Africa at Noon on October 14, 2015

Conversations: Is it a Laughing Matter? Boko Haram in Nigerian Cartoons

Jimga Jimoh Ganiyu
Visiting Scholar, Michigan State University
University of Lagos, Nigeria

Teju Olaniyan
Professor, African Languages & Literature and English
University of Wisconsin-Madison

Time and Location

12:00pm, 206 Ingra­ham Hall, 1155 Obser­va­tory Drive, Madi­son, WI

Description

This presentation explores how Nigerian cartoonists represent the Boko Haram terrorist group. It examines the possibilities and difficulties of intersecting humor–the cartoonist’s favorite tool—with subjects of violence and terrorism.

Bios

Ganiyu A. Jimoh (JIMGA), is a visiting scholar at the African Studies Center, Michigan State Univeristy, U.S.A. He lectures full time at the Department of Creative Arts, University of Lagos, Nigeria. A cartoonist and scholar of cartoons, he is currently on a Ph.D. programme in the same department focusing on African editorial cartooning and the representation of politics. Jimga has exhibited locally and internationally with exceptional awards.

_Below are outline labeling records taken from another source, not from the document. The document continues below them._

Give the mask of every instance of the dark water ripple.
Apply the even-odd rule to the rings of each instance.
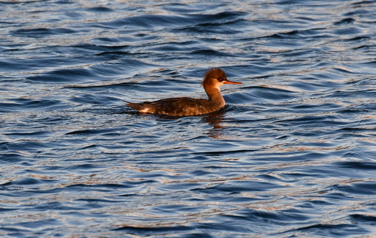
[[[373,237],[376,1],[0,1],[0,235]],[[123,100],[203,97],[209,115]]]

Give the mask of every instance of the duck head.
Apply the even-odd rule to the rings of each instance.
[[[219,88],[223,84],[241,84],[242,83],[228,80],[224,71],[219,68],[212,68],[205,74],[201,84],[207,92],[211,89]]]

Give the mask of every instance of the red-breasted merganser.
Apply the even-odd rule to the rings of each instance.
[[[241,84],[227,80],[224,72],[219,68],[210,69],[201,83],[209,100],[190,98],[174,98],[154,102],[129,102],[127,105],[138,111],[169,116],[185,116],[206,114],[219,110],[226,103],[219,87],[223,84]]]

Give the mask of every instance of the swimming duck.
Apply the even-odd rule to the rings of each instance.
[[[128,106],[142,113],[179,116],[206,114],[219,110],[226,104],[220,87],[223,84],[242,83],[227,80],[223,70],[219,68],[212,68],[205,74],[201,83],[208,99],[174,98],[153,102],[124,102],[128,103]]]

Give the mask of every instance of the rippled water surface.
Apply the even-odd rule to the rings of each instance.
[[[0,235],[376,237],[376,1],[0,2]],[[204,98],[199,116],[123,100]]]

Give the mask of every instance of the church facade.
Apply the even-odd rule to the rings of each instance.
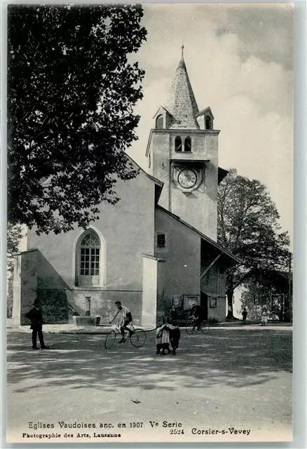
[[[240,261],[217,243],[219,131],[199,111],[183,56],[166,107],[154,117],[148,168],[118,180],[116,205],[102,203],[86,230],[36,235],[16,258],[13,316],[41,300],[46,323],[76,315],[107,323],[119,300],[134,321],[156,326],[172,304],[184,316],[193,303],[208,319],[226,315],[225,271]],[[137,165],[137,164],[136,164]]]

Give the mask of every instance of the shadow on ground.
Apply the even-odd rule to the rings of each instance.
[[[32,351],[31,334],[8,333],[8,384],[15,391],[69,385],[116,391],[207,388],[240,389],[292,372],[292,332],[212,329],[206,335],[182,333],[176,356],[156,356],[153,332],[142,348],[128,342],[107,351],[104,335],[46,335],[50,349]],[[18,385],[18,384],[20,384]]]

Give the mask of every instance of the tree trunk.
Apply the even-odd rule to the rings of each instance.
[[[228,303],[228,313],[226,317],[227,320],[232,319],[233,318],[233,288],[227,289],[227,303]]]

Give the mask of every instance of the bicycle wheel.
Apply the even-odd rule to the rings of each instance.
[[[203,334],[207,334],[210,328],[210,326],[209,326],[209,323],[206,320],[202,321],[200,324],[200,330]]]
[[[137,329],[130,337],[130,343],[136,348],[140,348],[145,344],[146,339],[146,333],[143,329]]]
[[[188,318],[186,323],[186,333],[191,335],[195,332],[195,320],[191,318]]]
[[[104,340],[104,347],[106,349],[111,349],[115,343],[116,337],[115,330],[110,330],[110,332],[107,334],[106,340]]]

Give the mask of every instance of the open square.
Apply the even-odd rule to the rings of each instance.
[[[155,355],[153,331],[142,348],[126,342],[111,351],[104,335],[46,333],[50,349],[34,351],[29,333],[10,330],[8,439],[68,432],[74,441],[110,442],[94,436],[106,428],[61,429],[64,422],[110,425],[107,431],[120,431],[121,441],[289,440],[292,334],[281,326],[215,328],[205,335],[182,330],[177,355],[163,356]]]

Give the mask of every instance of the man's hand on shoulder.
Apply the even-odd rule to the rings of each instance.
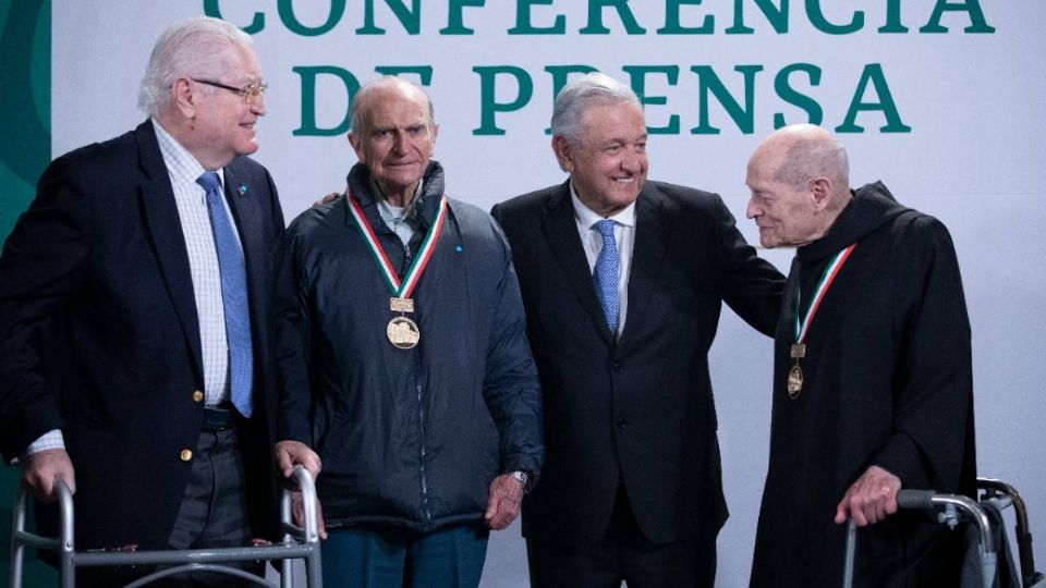
[[[73,462],[63,449],[44,450],[26,456],[22,479],[36,500],[45,503],[58,500],[58,480],[64,481],[70,492],[76,493]]]
[[[313,203],[313,206],[324,206],[325,204],[330,204],[340,197],[341,197],[340,192],[331,192],[330,194]]]
[[[836,524],[848,517],[859,527],[873,525],[897,512],[901,479],[879,466],[871,466],[847,490],[836,506]]]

Tejumjola Olaniyan is the Louise Durham Mead Professor of English and African Languages and Literature at the University of Wisconsin-Madison. His interests include African, African American, and Caribbean literature, postcolonial cultural studies, genre studies—history, theory, and sociology of drama; popular culture studies—art, music, and architecture.